Simulator supports Face ID — via Features menu > Face ID you can emulate success and error. But .biometryLockout on simulator cannot be reproduced — test only on physical devices. For UI tests use protocol wrapper over LAContext, which substitute with mock in XCTest.

Integration with app architecture

In VIPER and Clean Architecture, biometric module goes to separate Interactor (BiometricAuthInteractor) with dependency through BiometricServiceProtocol protocol. In SwiftUI + MVVM — as @MainActor class publishing @Published var authState: AuthState.

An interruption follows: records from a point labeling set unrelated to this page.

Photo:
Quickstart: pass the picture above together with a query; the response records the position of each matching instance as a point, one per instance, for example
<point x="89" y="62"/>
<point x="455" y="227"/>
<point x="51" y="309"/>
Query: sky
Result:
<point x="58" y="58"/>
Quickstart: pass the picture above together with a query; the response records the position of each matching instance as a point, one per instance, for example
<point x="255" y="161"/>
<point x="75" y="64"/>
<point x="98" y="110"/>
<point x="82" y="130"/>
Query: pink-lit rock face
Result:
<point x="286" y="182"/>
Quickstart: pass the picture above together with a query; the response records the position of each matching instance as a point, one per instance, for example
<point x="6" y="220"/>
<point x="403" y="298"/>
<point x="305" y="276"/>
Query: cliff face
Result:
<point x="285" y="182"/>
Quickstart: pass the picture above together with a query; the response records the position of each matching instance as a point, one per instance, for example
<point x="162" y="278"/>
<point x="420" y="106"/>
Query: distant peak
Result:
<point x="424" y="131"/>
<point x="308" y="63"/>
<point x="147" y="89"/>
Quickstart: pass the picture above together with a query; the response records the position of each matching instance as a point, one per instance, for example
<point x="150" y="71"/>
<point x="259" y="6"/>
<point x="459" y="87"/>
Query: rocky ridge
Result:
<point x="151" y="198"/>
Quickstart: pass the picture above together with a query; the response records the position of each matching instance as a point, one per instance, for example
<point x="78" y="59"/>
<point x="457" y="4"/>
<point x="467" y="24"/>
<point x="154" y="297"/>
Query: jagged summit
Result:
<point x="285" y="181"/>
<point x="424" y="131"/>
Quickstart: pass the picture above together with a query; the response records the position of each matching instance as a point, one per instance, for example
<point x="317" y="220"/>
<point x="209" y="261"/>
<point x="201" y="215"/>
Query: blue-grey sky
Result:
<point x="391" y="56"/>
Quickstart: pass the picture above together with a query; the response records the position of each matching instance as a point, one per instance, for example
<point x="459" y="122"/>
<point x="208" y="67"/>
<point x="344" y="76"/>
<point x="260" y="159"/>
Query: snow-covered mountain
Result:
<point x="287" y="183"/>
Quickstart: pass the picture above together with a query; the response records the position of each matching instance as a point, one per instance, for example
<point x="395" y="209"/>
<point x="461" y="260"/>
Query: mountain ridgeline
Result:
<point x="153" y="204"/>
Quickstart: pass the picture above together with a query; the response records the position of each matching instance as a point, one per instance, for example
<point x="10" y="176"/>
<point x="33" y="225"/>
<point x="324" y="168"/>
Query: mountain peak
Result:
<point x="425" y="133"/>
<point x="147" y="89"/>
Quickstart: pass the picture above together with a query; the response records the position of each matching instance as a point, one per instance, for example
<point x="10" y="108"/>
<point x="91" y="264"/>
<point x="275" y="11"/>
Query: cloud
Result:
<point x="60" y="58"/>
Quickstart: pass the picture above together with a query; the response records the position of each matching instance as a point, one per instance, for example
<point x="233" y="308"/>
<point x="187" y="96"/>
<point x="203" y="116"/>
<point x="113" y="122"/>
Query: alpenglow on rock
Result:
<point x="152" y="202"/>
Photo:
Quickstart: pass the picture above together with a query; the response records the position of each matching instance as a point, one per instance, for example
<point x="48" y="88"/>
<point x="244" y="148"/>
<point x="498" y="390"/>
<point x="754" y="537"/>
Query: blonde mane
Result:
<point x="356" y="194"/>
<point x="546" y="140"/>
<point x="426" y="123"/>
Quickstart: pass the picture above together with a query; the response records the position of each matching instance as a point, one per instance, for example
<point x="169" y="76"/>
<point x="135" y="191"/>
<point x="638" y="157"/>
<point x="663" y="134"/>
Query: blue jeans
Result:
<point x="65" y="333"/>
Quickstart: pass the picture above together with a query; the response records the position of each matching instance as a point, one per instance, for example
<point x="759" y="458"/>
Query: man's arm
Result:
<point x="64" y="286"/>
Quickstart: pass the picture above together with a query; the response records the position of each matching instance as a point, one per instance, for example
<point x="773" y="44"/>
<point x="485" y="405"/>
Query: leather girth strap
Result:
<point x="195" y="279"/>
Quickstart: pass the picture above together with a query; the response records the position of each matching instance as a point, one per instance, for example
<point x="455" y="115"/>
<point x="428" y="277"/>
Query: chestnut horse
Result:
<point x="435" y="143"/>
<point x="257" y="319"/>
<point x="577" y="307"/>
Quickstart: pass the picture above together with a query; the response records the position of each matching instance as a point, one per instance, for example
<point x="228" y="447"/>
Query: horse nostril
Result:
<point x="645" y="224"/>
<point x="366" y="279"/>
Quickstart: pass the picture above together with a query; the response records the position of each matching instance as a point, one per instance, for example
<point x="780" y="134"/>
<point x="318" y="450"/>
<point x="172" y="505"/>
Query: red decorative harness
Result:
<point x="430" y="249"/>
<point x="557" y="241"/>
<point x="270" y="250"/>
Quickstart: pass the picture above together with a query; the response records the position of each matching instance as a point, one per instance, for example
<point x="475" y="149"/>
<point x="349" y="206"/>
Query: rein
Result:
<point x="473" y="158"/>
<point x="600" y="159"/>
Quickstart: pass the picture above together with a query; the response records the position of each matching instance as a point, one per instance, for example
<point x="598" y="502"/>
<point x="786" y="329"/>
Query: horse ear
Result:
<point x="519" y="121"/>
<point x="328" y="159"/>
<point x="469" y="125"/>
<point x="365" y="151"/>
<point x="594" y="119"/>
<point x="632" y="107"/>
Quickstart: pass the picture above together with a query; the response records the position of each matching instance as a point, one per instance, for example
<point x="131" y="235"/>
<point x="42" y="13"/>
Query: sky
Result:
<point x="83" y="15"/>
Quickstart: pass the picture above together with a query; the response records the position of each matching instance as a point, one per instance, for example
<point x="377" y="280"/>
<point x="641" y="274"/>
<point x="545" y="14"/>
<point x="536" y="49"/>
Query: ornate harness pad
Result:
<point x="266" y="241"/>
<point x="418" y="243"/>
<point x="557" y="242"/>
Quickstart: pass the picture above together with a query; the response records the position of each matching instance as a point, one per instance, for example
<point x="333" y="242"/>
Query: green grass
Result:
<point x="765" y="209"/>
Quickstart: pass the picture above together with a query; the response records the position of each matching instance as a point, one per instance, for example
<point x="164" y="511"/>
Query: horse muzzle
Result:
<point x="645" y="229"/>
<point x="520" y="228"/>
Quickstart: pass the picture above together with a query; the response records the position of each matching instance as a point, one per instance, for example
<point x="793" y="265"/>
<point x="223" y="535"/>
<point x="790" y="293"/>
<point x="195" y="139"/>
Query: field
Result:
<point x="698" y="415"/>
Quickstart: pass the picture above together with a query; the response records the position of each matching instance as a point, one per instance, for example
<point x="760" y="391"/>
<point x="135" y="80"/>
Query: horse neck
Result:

Support scenarios: first biometric registration (user hasn't enabled Face ID in app settings yet), switch to PIN code, complete biometric disable. All states persist in UserDefaults as boolean flag isBiometricEnabled — not token itself, only metadata about user choice.

Work stages

Audit of current auth module (if exists) → scenario design (happy path + all error cases) → service layer development with unit tests → UI integration → QA on real devices (iPhone SE, iPhone 15 Pro, iPad with Face ID) → review before App Store submission.

Implementation from scratch timeframe — 3 to 7 business days depending on complexity of existing architecture and number of app entry points.